Prendendo avvio nel 1969, la pubblicazione di “Storia dell’arte“ ha attraversato l’ultimo scorcio del cosiddetto «Secolo breve», segnato prima dall’acuirsi dei conflitti ideologici (il Sessantotto precede di un anno la nascita della rivista), poi dalla caduta delle ideologie del Novecento e dagli eventi del 1989 che hanno radicalmente trasformato l’assetto internazionale. In quel complesso quadro di mutamenti e – come rilevava Argan nell’Editoriale del n. 1 – di «crisi delle discipline umanistiche», “Storia dell’arte“ ha offerto uno spazio di ricerca il più possibile autonomo da rigidi schieramenti (e naturalmente dalle istanze del mercato e dalla logica dei consumi). Oggi, in un clima politico profondamente mutato e instabile, alle prese con una storia anch’essa di grandi cambiamenti, fare una storia dell’arte “a tutto tondo”, libera da tentazioni settorialistiche, aperta alle diverse metodologie e ai nuovi strumenti di ricerca, anche quelli offerti dalla tecnologia (Argan già nel ’69 esortava all’aggiornamento tecnologico e all’uso sistematico degli “ordinatori”), costituisce una proposta quanto mai necessaria. Di fronte a uno scenario culturale sempre più tentato dai particolarismi e da tensioni divisive, dando seguito all’ampia prospettiva della tradizione umanistica di matrice europea, è davvero opportuno aprirsi alle nuove direttrici dei Global Studies

Cercheremo, dunque, di cogliere i frutti più importanti del lavoro sedimentato nel passato da quanti hanno collaborato con “Storia dell’arte”, innestandoli nel futuro e continuando a promuovere quella collaborazione tra studiosi di lungo corso e più giovani, che è stata una prerogativa importante della nostra rivista. 

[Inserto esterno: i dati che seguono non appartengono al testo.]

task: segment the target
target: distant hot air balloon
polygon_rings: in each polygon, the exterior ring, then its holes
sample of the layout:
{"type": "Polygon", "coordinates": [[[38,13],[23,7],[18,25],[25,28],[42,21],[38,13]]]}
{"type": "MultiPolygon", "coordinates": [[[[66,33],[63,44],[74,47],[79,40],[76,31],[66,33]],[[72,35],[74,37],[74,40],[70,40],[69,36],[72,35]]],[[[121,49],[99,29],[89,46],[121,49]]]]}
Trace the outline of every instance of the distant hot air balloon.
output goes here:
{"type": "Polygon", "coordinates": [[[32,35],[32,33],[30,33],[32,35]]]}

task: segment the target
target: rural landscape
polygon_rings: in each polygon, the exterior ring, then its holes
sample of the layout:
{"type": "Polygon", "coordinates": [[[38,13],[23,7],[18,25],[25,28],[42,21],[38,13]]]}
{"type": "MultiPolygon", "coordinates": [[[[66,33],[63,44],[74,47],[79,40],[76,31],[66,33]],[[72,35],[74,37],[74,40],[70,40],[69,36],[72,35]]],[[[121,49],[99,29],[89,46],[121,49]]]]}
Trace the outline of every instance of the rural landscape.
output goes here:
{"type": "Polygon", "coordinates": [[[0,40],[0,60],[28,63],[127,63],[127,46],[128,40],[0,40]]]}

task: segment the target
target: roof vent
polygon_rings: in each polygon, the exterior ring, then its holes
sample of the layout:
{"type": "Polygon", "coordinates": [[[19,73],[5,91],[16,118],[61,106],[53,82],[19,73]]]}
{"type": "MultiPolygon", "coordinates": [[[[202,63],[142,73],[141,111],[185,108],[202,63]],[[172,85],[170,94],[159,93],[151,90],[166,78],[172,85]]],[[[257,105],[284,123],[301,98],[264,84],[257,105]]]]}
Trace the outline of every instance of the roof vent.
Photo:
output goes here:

Con questo fascicolo inizia una Nuova Serie di “Storia dell’arte“, che avrà una cadenza semestrale e non più quadrimestrale. È doveroso ringraziare i generosi donatori, che in questo momento di passaggio hanno offerto il loro sostegno.

Maurizio Calvesi passa ora il testimone della direzione di “Storia dell’arte“, ma resta viva la sua lezione di grande Umanista. Sicuro di interpretare il sentimento dei suoi numerosissimi amici, allievi e colleghi, desidero esprimergli tutta la nostra affettuosa gratitudine. Non meno grati siamo ad Augusta Monferini, per la dedizione con cui ha curato in questi anni la pubblicazione della rivista, superando difficoltà di ogni genere. Il suo impegno e la sua passione ci incoraggiano a continuare questa impresa.